The pleasure of a beautiful lie
White Collar understood this from its first frame. Neal Caffrey is a forger, a bond thief, an escape artist in a three-piece suit, and the show never pretends he is anything else. What it does instead is make his criminality look like craftsmanship. When Neal copies a Raphael or talks his way past a security desk, the series lingers on the elegance of the work, the homework, the nerve, the small theatrical flourish at the end. The deal that tethers him to the FBI gives the audience permission to enjoy all of it, because now his gifts catch worse people than himself. We get the thrill of the con and the comfort of the badge in the same breath.
The trick of a show like this is the mark. We cheer Neal because the people he outwits are usually smug, greedy, or genuinely dangerous, and the con becomes a kind of justice that the law is too slow or too blunt to deliver. A swindle aimed at a fraudster reads as poetry. The same swindle aimed at someone vulnerable would read as cruelty, and the spell would break instantly. The genre lives or dies on that aim.
Revenge with a flourish
Lupin takes the same instinct and sharpens it into a blade. Assane Diop is not stealing for sport or for the suit. He is avenging his father, a man framed and broken by a rich family who treated him as disposable, and every heist is a move in a long game of payback against people who believed themselves untouchable. The show wears its inspiration openly, casting Assane as a devoted reader of the Arsene Lupin stories, a thief who studies a fictional thief and turns those pages into a working method. The disguises, the misdirection, the way he hides in plain sight inside a museum, all of it is theater performed for an audience of one privileged enemy.
A swindle aimed at a fraudster reads as poetry. Aimed at someone vulnerable, the same trick reads as cruelty, and the spell breaks.

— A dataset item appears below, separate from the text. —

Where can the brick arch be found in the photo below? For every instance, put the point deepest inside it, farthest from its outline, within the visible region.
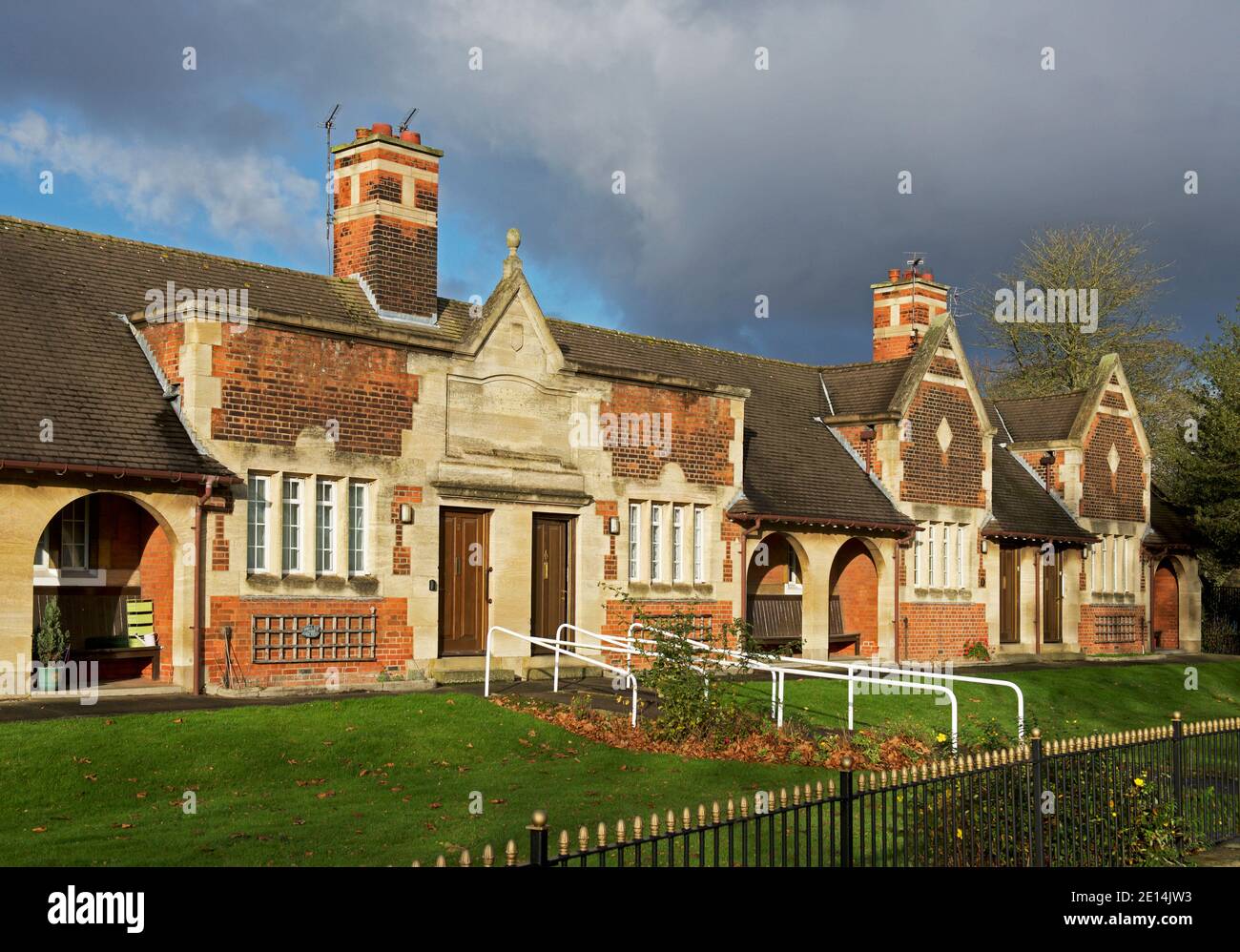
(1166, 603)
(855, 573)
(136, 546)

That motive is what keeps Assane heroic even as the body of his work piles up. He is not a nihilist emptying vaults for the rush. He is a son with a grievance the system ignored, and the grift is the only courtroom that will hear him. We forgive the lawbreaking because the law already failed first, and because the man it failed is funny, tender, and devoted to his own son in turn. The con curdles the moment a trickster forgets why he started. Lupin keeps Assane on the right side of that line by never letting him forget.
When the con curdles
Better Call Saul is the tragic answer to both shows, the story of what happens when the charm outlasts the cause. Jimmy McGill begins as a small-time hustler with a real gift for the warm, fast talk that makes strangers trust him, and for a long while we want him to win the way we want Neal and Assane to win. But the series patiently strips away every justification. The marks stop being deserving. The cons stop being capers and start being damage done to people who loved him, to clients, to a brother, to the one woman who saw the good in him. By the time he becomes Saul Goodman, the dazzle is still there, and that is the horror of it.
The difference between a con we cheer and a con that curdles is never about the skill. Jimmy is as gifted as either man. It is about who pays. A grift that punishes the powerful feels like the world being briefly set right. A grift that hollows out the trusting feels like watching someone lose his soul one clever sentence at a time. Television loves the con artist because the con is a magic act, and we will always lean forward for a magic act. But the great shows know the secret the trickster forgets at his peril, that the trick only delights us as long as nobody we care about is the one being fooled.